For the sake of completeness let me show off another way this could be defined more explicitly taking advantage of Func\keyword which evaluates a closure and then returns a function which responds to an appositive style call:

$keywordFunc = Func\keyword(function($age, $name, $color) {
    return array('age' => $age, 'name' => $name, 'color' => $color);
});

print_r($keywordFunc(
    age, 30, 
    color, 'blue', 
    name, 'peter'));

array(
    'age' => 30,
    'name' => 'peter',
    'color' => 'blue');

As you can see this allows us to pass the params in any order we please (which to be fair our Func\options implementation does as well but packaged into an $options var). So now we will skip to step 3 of what a keywordMethod would look like in use:

defineClass('Person', 
    keywordMethod('someMethod', 
        function($self, $ifField, $isValue, $callMethod, $withValues) {
            if($self->$ifField == $isValue) {
                $self->call($callMethod, $withValues);}}));

$person = new Person;
$person->someMethod(
    ifField, 'age',
    isValue, 30, 
    callMethod, 'someMethod2', 
    withValues, array(300));

I think this makes clear why both a meta object protocol and higher order functions are so awesome when they can play together. Rather than having only inheritence, interfaces, or even mixins, as the tool for making things more elegant we can easily add new features to our language with simple function composition.

Considering a MetaObject Protocol for PHP

The purpose of a "MetaObject Protocol" is to allow for defining the very nature of how an object system functions. This means the ability to add traits/mixins, aspects, multiple inheritance, "Generics" etc. w/o requiring compilation or low level tinkering. One major advantage is that this means not having to wait for a revision of your language to express certain design patterns.

As usual php is so close, yet so far away. However ab/utiliz/ing the magic methods you can actually get pretty close to something resembling the CLOS system. To accomplish this it requires a few building blocks which I have abstracted into my Phutility library. Primarily the MetaArg and Node which provide the building blocks for composing declarative domain specific languages.

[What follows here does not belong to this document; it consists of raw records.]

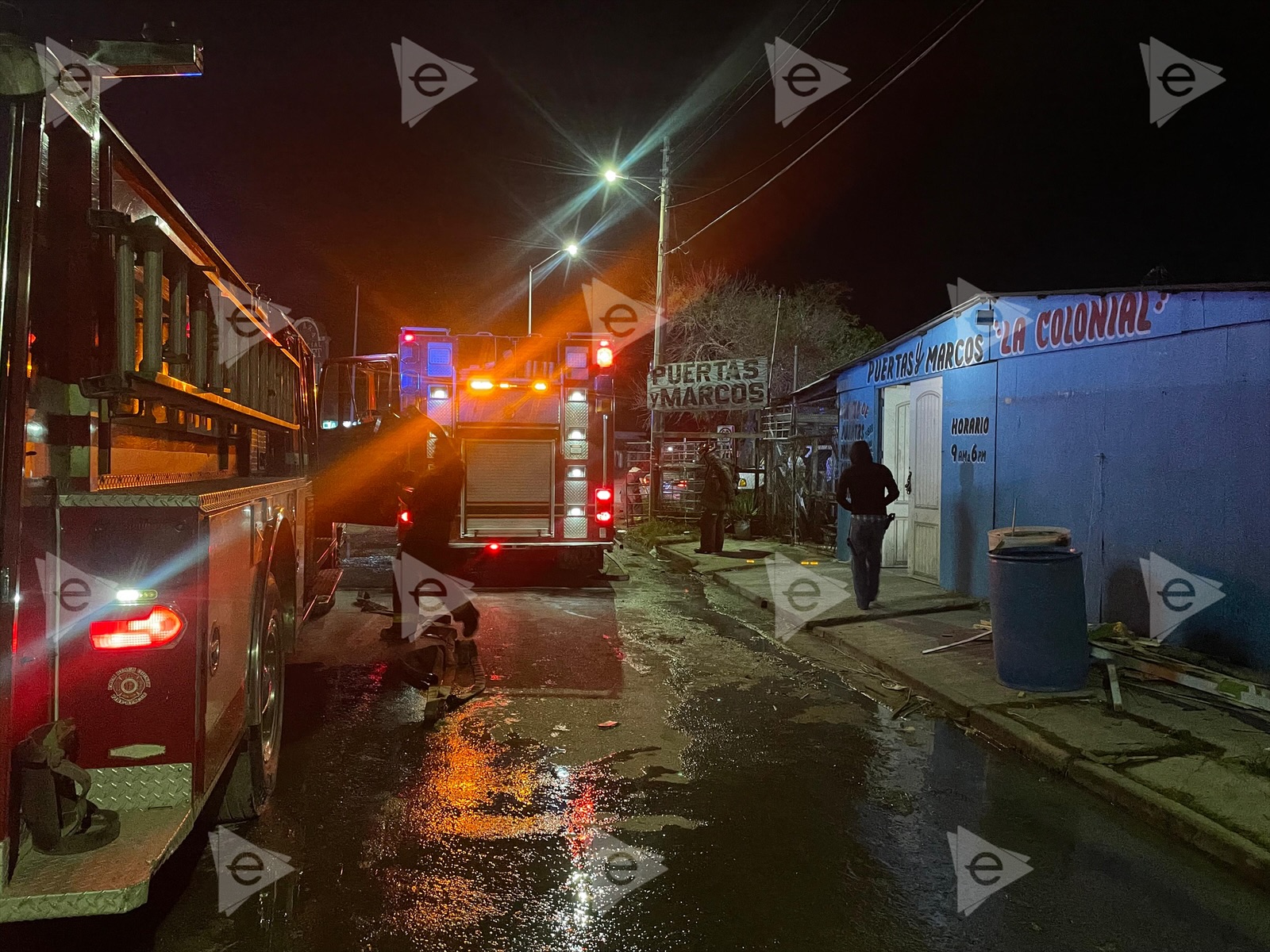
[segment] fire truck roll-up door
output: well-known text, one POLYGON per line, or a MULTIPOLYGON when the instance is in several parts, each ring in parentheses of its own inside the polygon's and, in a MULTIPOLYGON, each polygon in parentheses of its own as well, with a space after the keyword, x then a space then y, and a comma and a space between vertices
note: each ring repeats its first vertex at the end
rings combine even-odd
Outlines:
POLYGON ((465 439, 464 536, 551 536, 556 444, 550 439, 465 439))

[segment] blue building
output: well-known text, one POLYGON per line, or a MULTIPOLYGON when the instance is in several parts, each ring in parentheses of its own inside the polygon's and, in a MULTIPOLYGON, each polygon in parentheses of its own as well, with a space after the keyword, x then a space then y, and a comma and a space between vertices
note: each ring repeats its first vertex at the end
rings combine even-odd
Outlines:
POLYGON ((988 529, 1067 527, 1091 622, 1152 630, 1148 569, 1177 567, 1217 600, 1167 644, 1270 668, 1266 286, 979 297, 837 392, 842 458, 864 439, 900 484, 886 564, 987 597, 988 529))

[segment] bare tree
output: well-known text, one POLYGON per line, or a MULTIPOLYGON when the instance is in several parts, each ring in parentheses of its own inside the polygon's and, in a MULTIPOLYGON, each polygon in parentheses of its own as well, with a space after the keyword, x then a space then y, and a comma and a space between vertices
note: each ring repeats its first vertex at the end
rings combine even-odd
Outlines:
MULTIPOLYGON (((798 386, 804 386, 884 343, 880 331, 862 324, 857 315, 847 310, 850 294, 851 288, 834 282, 779 291, 753 275, 729 274, 716 264, 695 265, 669 288, 662 358, 676 363, 771 357, 775 333, 776 359, 771 368, 770 395, 772 401, 777 401, 792 390, 795 345, 798 386), (781 298, 779 329, 777 294, 781 298)), ((643 350, 640 348, 638 353, 643 350)), ((631 404, 643 407, 644 382, 632 380, 630 383, 631 404)), ((667 429, 714 428, 721 423, 742 423, 743 416, 744 411, 716 411, 691 418, 671 414, 667 429)), ((640 419, 646 425, 646 410, 640 419)))

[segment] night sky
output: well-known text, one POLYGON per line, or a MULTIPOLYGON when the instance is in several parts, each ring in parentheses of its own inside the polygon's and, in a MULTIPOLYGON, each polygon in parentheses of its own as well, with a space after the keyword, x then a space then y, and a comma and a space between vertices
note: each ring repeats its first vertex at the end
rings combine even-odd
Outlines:
MULTIPOLYGON (((653 176, 660 136, 671 136, 677 244, 823 135, 959 9, 24 6, 34 38, 140 38, 142 23, 174 19, 182 38, 203 42, 206 75, 119 83, 103 108, 237 269, 292 316, 325 324, 337 354, 352 348, 354 284, 363 353, 394 348, 401 324, 518 331, 528 267, 573 239, 584 239, 583 256, 540 273, 536 327, 583 326, 578 286, 592 275, 650 296, 655 203, 640 188, 599 187, 603 165, 653 176), (478 79, 414 128, 400 121, 390 48, 403 36, 478 79), (852 79, 787 128, 773 122, 762 47, 776 36, 852 79)), ((886 336, 946 308, 945 284, 959 277, 989 291, 1132 286, 1156 265, 1179 283, 1267 279, 1267 28, 1265 3, 984 0, 671 267, 845 282, 853 310, 886 336), (1149 37, 1227 79, 1162 128, 1148 122, 1138 52, 1149 37)))

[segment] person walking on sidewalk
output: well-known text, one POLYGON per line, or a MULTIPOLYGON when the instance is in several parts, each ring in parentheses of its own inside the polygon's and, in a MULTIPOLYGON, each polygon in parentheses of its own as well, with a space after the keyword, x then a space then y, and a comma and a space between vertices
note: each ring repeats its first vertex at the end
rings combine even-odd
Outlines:
POLYGON ((878 599, 881 575, 881 541, 895 517, 886 515, 886 506, 899 499, 895 476, 881 463, 875 463, 869 444, 857 439, 847 451, 851 466, 838 477, 838 505, 851 513, 851 576, 856 586, 856 604, 867 611, 878 599))
POLYGON ((705 467, 701 487, 701 547, 697 552, 723 552, 723 520, 737 498, 737 480, 726 463, 715 456, 715 444, 704 443, 698 459, 705 467))

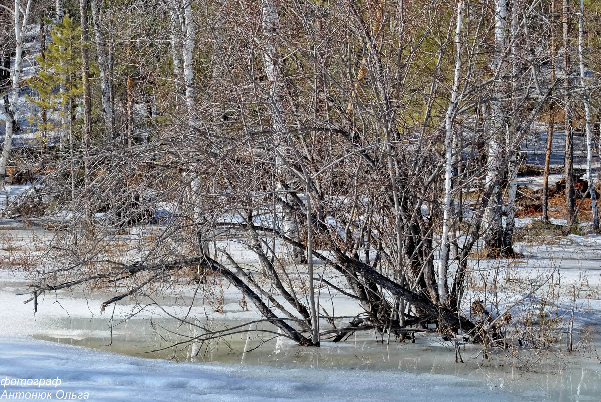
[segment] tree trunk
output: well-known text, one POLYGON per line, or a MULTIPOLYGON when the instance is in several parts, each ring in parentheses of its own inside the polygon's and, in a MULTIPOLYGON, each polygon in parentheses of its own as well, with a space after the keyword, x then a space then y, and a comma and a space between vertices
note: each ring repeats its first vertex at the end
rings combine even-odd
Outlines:
MULTIPOLYGON (((555 81, 555 0, 551 2, 551 22, 549 29, 551 30, 551 44, 550 56, 551 58, 551 84, 552 85, 555 81)), ((549 126, 547 127, 547 150, 545 156, 545 173, 543 178, 543 195, 541 199, 543 209, 543 221, 549 222, 549 171, 551 168, 551 153, 553 148, 553 129, 555 127, 555 116, 553 109, 554 102, 552 99, 549 102, 549 126)))
POLYGON ((570 4, 564 0, 564 111, 566 114, 566 207, 568 222, 576 213, 576 183, 574 182, 574 139, 572 132, 572 109, 570 97, 570 4))
POLYGON ((453 178, 453 123, 454 111, 457 106, 457 98, 459 94, 459 79, 461 73, 461 27, 463 23, 463 0, 460 0, 457 8, 457 25, 455 28, 455 44, 457 46, 457 58, 455 60, 455 73, 453 76, 453 91, 451 103, 447 110, 445 127, 447 135, 445 148, 447 150, 447 162, 445 168, 445 210, 441 238, 441 252, 438 261, 438 297, 441 304, 448 300, 448 282, 447 269, 449 260, 449 230, 451 228, 451 209, 453 204, 453 192, 451 183, 453 178))
POLYGON ((0 185, 4 184, 7 163, 13 147, 13 136, 17 129, 15 115, 17 113, 17 106, 19 103, 21 70, 23 68, 23 44, 25 41, 24 34, 27 26, 27 19, 29 17, 31 4, 31 0, 27 0, 27 3, 23 8, 20 0, 14 0, 14 12, 13 13, 15 44, 14 64, 10 69, 10 72, 11 94, 8 97, 9 104, 8 108, 6 108, 7 105, 5 104, 5 108, 1 109, 1 112, 4 115, 5 118, 5 135, 2 152, 0 152, 0 185))
POLYGON ((106 35, 101 23, 102 10, 98 0, 90 0, 92 8, 92 20, 94 32, 96 36, 96 52, 98 53, 98 66, 100 70, 100 87, 102 92, 102 114, 105 118, 105 130, 107 141, 114 139, 113 122, 113 108, 111 102, 111 87, 112 80, 111 77, 111 66, 108 52, 106 50, 106 35))
POLYGON ((597 194, 593 175, 593 123, 591 118, 591 105, 589 93, 586 91, 584 81, 584 0, 580 0, 580 18, 579 20, 578 58, 580 61, 580 84, 584 98, 584 120, 587 129, 587 178, 590 189, 591 203, 593 209, 593 229, 599 230, 599 217, 597 210, 597 194))

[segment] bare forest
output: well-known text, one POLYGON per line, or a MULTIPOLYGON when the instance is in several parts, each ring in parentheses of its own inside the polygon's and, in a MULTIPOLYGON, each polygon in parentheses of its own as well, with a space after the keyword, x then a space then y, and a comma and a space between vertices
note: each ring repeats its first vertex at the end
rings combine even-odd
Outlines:
POLYGON ((601 3, 0 0, 0 218, 44 233, 0 264, 31 309, 227 288, 256 317, 172 316, 172 344, 587 352, 593 290, 510 271, 600 233, 601 3))

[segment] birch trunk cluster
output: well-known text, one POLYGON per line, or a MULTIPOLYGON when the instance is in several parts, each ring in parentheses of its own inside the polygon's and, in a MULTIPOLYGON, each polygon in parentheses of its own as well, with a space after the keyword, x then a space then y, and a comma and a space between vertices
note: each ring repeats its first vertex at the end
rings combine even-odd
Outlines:
POLYGON ((41 3, 2 8, 12 29, 0 176, 30 158, 41 166, 35 210, 63 217, 34 298, 106 286, 106 307, 212 278, 304 346, 435 327, 502 343, 498 321, 469 319, 466 289, 477 258, 520 257, 515 218, 528 197, 518 177, 533 153, 546 151, 542 193, 528 195, 542 219, 560 213, 548 202, 560 169, 563 217, 576 224, 576 199, 590 197, 599 230, 594 5, 41 3), (61 55, 44 70, 29 14, 49 9, 53 37, 67 16, 79 28, 59 52, 44 44, 61 55), (69 106, 40 106, 53 142, 33 156, 11 150, 17 126, 25 130, 23 90, 56 66, 76 89, 49 91, 72 94, 69 106), (585 160, 575 162, 575 147, 585 160), (583 174, 588 190, 576 187, 583 174), (127 252, 115 251, 124 237, 127 252), (332 294, 361 312, 339 312, 332 294))

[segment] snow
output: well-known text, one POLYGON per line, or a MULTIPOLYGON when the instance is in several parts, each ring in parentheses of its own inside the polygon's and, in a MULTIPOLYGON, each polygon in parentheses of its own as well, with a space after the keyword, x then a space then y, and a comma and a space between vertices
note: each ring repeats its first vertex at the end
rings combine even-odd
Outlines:
MULTIPOLYGON (((27 297, 13 296, 22 278, 5 271, 0 290, 0 378, 59 378, 58 388, 0 387, 4 391, 88 392, 93 401, 494 401, 518 400, 483 389, 478 381, 440 374, 282 370, 267 367, 174 363, 33 339, 45 333, 74 339, 104 336, 102 331, 53 330, 53 321, 97 314, 98 300, 48 297, 34 317, 27 297)), ((127 306, 122 306, 127 309, 127 306)), ((340 345, 325 343, 325 347, 340 345)), ((319 364, 318 364, 319 365, 319 364)), ((61 394, 62 395, 62 394, 61 394)), ((53 399, 56 399, 54 394, 53 399)))
POLYGON ((88 392, 93 401, 127 402, 398 401, 401 395, 411 401, 477 401, 484 395, 489 401, 517 400, 450 376, 174 364, 28 338, 0 338, 0 349, 2 379, 58 377, 62 382, 56 388, 8 386, 0 392, 88 392))

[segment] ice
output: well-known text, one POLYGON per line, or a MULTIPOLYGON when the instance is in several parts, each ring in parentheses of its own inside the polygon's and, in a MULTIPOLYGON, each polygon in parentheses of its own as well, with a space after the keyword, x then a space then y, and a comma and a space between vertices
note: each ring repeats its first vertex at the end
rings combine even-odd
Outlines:
MULTIPOLYGON (((518 400, 451 376, 177 364, 26 338, 0 338, 0 350, 1 378, 58 377, 61 385, 39 389, 89 392, 90 400, 98 401, 518 400)), ((0 388, 4 390, 38 389, 0 388)))

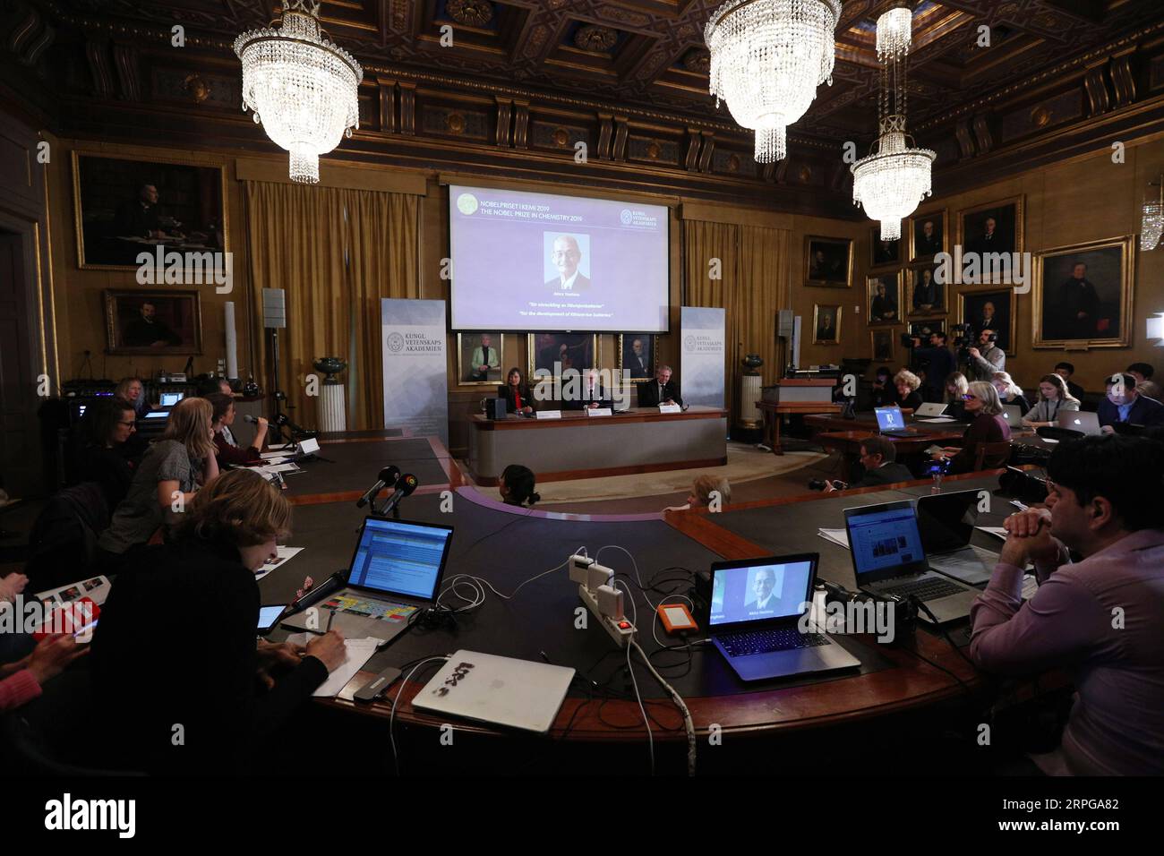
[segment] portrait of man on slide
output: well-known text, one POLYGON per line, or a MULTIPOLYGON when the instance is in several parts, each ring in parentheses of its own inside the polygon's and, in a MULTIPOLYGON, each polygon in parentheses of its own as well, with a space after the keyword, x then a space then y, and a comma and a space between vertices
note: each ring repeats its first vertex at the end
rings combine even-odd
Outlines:
MULTIPOLYGON (((583 249, 589 248, 589 235, 555 236, 549 248, 549 263, 558 270, 558 276, 547 280, 546 288, 558 295, 589 290, 590 278, 579 270, 579 266, 582 263, 583 249)), ((587 268, 589 268, 589 263, 587 268)))

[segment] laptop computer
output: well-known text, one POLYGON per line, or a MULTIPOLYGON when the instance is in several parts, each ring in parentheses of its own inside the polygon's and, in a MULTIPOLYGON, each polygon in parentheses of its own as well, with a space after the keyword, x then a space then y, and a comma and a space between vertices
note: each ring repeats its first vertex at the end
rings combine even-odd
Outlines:
POLYGON ((1085 434, 1100 433, 1099 413, 1088 413, 1084 410, 1060 410, 1059 427, 1071 431, 1079 431, 1085 434))
MULTIPOLYGON (((899 597, 916 595, 939 624, 970 615, 978 590, 930 570, 913 502, 846 508, 845 530, 859 589, 899 597)), ((921 610, 918 617, 931 621, 921 610)))
POLYGON ((917 432, 906 427, 901 408, 873 408, 878 431, 885 437, 916 437, 917 432))
POLYGON ((925 402, 920 404, 917 410, 914 411, 914 416, 929 416, 937 417, 945 413, 946 405, 941 402, 925 402))
POLYGON ((1022 427, 1022 408, 1017 404, 1003 404, 1002 416, 1007 418, 1007 425, 1010 427, 1022 427))
POLYGON ((824 634, 802 634, 811 608, 818 553, 711 565, 712 643, 744 680, 788 678, 859 666, 824 634))
POLYGON ((930 494, 917 500, 917 526, 930 567, 967 586, 991 580, 991 568, 982 559, 987 551, 979 552, 970 543, 978 523, 978 503, 977 490, 930 494))
POLYGON ((436 601, 452 540, 452 526, 365 517, 347 585, 314 604, 317 614, 297 613, 283 625, 319 632, 320 616, 326 622, 332 613, 332 627, 345 637, 390 642, 436 601))
POLYGON ((573 668, 457 651, 417 693, 412 707, 545 734, 572 680, 573 668))

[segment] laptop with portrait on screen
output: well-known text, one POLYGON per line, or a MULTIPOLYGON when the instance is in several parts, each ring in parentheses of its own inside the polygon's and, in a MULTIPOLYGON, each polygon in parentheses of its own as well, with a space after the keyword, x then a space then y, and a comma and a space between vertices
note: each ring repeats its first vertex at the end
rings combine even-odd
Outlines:
MULTIPOLYGON (((916 596, 939 624, 970 615, 978 589, 930 568, 913 502, 846 508, 845 531, 859 589, 882 596, 916 596)), ((922 610, 917 617, 932 621, 922 610)))
POLYGON ((331 613, 332 627, 348 638, 371 636, 388 642, 399 636, 436 602, 452 540, 452 526, 364 518, 347 585, 315 603, 315 615, 307 609, 283 625, 320 632, 320 616, 326 622, 331 613))
POLYGON ((811 608, 817 553, 711 565, 708 629, 744 680, 852 668, 860 660, 824 634, 801 632, 811 608))

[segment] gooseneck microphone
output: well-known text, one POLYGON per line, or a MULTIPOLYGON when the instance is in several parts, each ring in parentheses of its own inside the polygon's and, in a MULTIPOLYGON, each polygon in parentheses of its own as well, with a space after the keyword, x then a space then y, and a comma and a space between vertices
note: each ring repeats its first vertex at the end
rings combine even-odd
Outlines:
POLYGON ((388 502, 384 503, 384 508, 379 510, 379 514, 386 516, 390 511, 396 510, 396 507, 400 504, 400 500, 409 496, 418 487, 420 487, 420 480, 412 473, 402 475, 399 481, 396 482, 396 493, 388 497, 388 502))
POLYGON ((382 471, 379 471, 379 474, 376 476, 376 483, 372 484, 370 488, 368 488, 368 491, 360 497, 359 502, 356 502, 356 508, 363 508, 369 502, 371 502, 374 503, 372 510, 375 510, 376 508, 375 502, 376 497, 379 495, 379 491, 386 487, 393 487, 396 482, 399 480, 399 477, 400 477, 399 467, 395 466, 384 467, 382 471))

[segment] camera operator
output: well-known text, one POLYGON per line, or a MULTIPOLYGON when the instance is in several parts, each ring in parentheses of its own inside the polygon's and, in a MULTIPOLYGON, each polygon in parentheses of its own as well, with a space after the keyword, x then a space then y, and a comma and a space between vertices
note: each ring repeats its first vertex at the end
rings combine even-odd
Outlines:
POLYGON ((978 347, 966 348, 966 377, 971 381, 994 380, 995 372, 1006 372, 1007 354, 995 342, 999 340, 998 333, 986 328, 978 333, 978 347))
POLYGON ((958 361, 946 346, 946 334, 937 331, 930 333, 928 347, 922 346, 922 338, 910 337, 914 359, 925 363, 925 385, 922 397, 928 402, 941 402, 945 379, 958 370, 958 361))
POLYGON ((831 481, 810 481, 809 487, 814 490, 824 490, 831 494, 836 490, 847 490, 849 488, 868 488, 875 484, 893 484, 899 481, 910 481, 914 474, 904 464, 897 464, 897 450, 893 443, 885 437, 866 437, 861 440, 861 466, 865 467, 865 475, 852 484, 846 484, 839 479, 831 481))

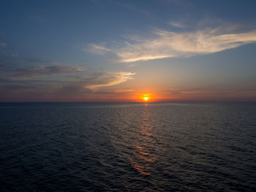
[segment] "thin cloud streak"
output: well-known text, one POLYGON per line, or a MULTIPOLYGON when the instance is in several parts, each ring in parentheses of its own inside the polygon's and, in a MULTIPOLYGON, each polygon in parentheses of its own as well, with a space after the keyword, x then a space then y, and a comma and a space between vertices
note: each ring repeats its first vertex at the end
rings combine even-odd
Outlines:
POLYGON ((158 30, 154 34, 155 38, 124 42, 121 47, 93 45, 91 50, 99 54, 110 51, 119 58, 118 61, 130 63, 211 54, 256 42, 256 30, 237 34, 223 34, 219 28, 180 33, 158 30))
POLYGON ((95 90, 96 88, 100 87, 107 87, 118 85, 129 80, 133 79, 132 76, 135 74, 135 73, 124 72, 105 74, 104 75, 94 78, 94 82, 91 82, 89 85, 85 85, 84 88, 95 90))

The majority of the magic occurs via macro expansion in CLOS. We are going to make up for that via declaring an abstract syntax tree (AST) which we will expand and weave into our method dispatch mechanism.

Enough talk, let's code. First our goal is be able to declare classes and methods.

defineClass('Shape',
    slot('width'),
    slot('height'),
    method('getHeight', function($self) {
        return $self->height;
    }), 
    method('getArea', function($self) {
        return $self->width * $self->height;
    })
);

$shape = new Shape(
    width, 20, 
    height, 50
);

echo $shape->getHeight();
echo $shape->getArea();

defineGeneric('beforeGetArea', 
    before(getArea),
    arity(Shape), 
    function($self) {
        echo "Called before get area!\n";
    }
);

echo $shape->getArea(); //outputs "Called before get area!" and then area

Looks like a class and acts like a class. But most definitely not a raw class. How does this work? Principally we keep the meta information about each class in a Registry. Each class defined results in a simple declaration of "class X extends \phmop\StandardClass{}" which allows the usual "new Class" syntax. It writes this to a cache directory and does a require_once on it so as to avoid eval.

The base Obj class looks something like:

class StandardClass {
    public $slots = array();

    public function __call($slot, $args) {
        return Registry::dispatchMethod($this, $slot, $args);
    }

    public function &__get($slot) {
        return Registry::getSlot($this, $slot);
    }

    public function __set($slot, $value) {
        Registry::setSlot($this, $slot, $value);
    }

    public function __construct() {
        foreach(Appos(func_get_args()) as $key => $val) { 
            $this->$key = $val;
        }
    }
}

So pretty clearly the real magic is taking place in the way that defineClass, defineGeneric, and friends interoperate with the Registry.

I am going to end things here for now as I need to make a few posts about some of the inner workings of phutility to really get into the thick of things.